Question

The molecular velocity of any gas is:
(A)- Inversely proportional to the square root of temperature
(B)- Inversely proportional to absolute temperature
(C)- Directly proportional to the square of temperature
(D)- Directly proportional to the square root of temperature

Answer 1

Hint: The velocity obtained from the kinetic energy which squared in order to nullify the directional component. Further the square root of the squared molecular velocity is taken to obtain its relation to absolute temperature.

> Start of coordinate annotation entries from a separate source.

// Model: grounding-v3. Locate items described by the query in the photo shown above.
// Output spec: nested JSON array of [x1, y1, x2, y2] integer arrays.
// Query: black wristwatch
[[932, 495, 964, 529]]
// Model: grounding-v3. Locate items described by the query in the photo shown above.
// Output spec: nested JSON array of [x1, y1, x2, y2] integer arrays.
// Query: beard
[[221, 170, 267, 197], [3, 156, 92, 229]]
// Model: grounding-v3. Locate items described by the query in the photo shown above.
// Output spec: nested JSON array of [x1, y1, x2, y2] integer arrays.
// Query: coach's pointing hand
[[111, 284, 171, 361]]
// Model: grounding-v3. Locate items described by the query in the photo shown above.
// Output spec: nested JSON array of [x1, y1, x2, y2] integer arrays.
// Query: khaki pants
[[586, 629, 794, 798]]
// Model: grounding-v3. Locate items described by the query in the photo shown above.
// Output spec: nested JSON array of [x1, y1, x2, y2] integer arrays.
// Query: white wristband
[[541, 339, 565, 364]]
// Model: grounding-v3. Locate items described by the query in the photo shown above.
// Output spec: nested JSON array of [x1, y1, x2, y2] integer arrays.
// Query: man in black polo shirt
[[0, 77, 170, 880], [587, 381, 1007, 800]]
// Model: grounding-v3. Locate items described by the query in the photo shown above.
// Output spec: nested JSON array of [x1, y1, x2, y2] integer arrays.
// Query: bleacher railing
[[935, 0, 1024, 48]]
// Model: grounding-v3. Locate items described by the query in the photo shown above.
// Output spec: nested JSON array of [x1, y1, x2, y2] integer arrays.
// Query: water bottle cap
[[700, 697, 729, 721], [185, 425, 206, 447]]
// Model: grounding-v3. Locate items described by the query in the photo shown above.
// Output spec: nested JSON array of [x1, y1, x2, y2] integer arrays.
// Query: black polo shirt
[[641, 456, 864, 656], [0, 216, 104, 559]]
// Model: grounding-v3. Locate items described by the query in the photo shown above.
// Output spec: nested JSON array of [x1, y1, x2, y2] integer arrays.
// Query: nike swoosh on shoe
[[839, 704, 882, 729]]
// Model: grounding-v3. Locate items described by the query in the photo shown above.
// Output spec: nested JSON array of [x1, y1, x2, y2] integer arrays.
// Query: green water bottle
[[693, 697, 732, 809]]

Complete step by step answer:
In the Kinetic Molecular Theory, the gas particles move constantly and in random motion, thus colliding and have different speeds and direction of motion. Thus, the molecular velocity describes its movement. But, due to their constantly changing velocities, their average behaviour is taken into account, as the distribution of velocities remains the same.
For a collection of gas particles, the average velocity may become zero, as an equal number of particles may be moving in opposite directions. Thus, to exclude the directional component, the root-mean square speed is preferred, which has the square root of the average velocity-squared of the molecule.
\[{{v}_{rms}}=\text{ }\sqrt{\overline{{{v}^{2}}}}=\sqrt{\dfrac{{{V}_{1}}^{2}+{{V}_{2}}^{2}+{{V}_{3}}^{2}+...+{{V}_{N}}^{2}}{N}}\]
As the average kinetic energy of the gas molecules is given by $\overline{{{E}_{K}}}=\dfrac{3}{2}{{k}_{B}}T=\dfrac{3}{2}\dfrac{RT}{{{N}_{A}}}$ ,

where ${{k}_{B}}$ is the Boltzmann constant, ${{N}_{A}}$ is the Avogadro’s number and R is the gas constant.
and also, we know, $\overline{{{E}_{K}}}=\dfrac{1}{2}M\overline{{{v}^{2}}}$

Then, on equating the above two equations for kinetic energy, we get,
\[\dfrac{\text{3}}{\text{2}}\dfrac{\text{RT}}{{{\text{N}}_{\text{A}}}}\,\text{=}\,\,\dfrac{1}{2}M\overline{{{v}^{2}}}\]
\[\overline{{{v}^{2}}}=\dfrac{\text{3RT}}{\text{M}{{\text{N}}_{\text{A}}}}\,\]
Then, taking the square root of the square of average velocity, we get ${{v}_{rms}}=\sqrt{\dfrac{3RT}{M}}$

where M is the molar mass in $kg\,mo{{l}^{-1}}$, R is the gas constant, and T is the absolute temperature in kelvin.
Thus, the molecular velocity of gas is directly proportional to the square root of temperature.
So, the correct answer is “Option B”.

Note: The root-mean-square speed depends on both the molecular weight and temperature, which directly affect the kinetic energy of the molecule. As the temperature increases, the root-mean square molecular speed increases.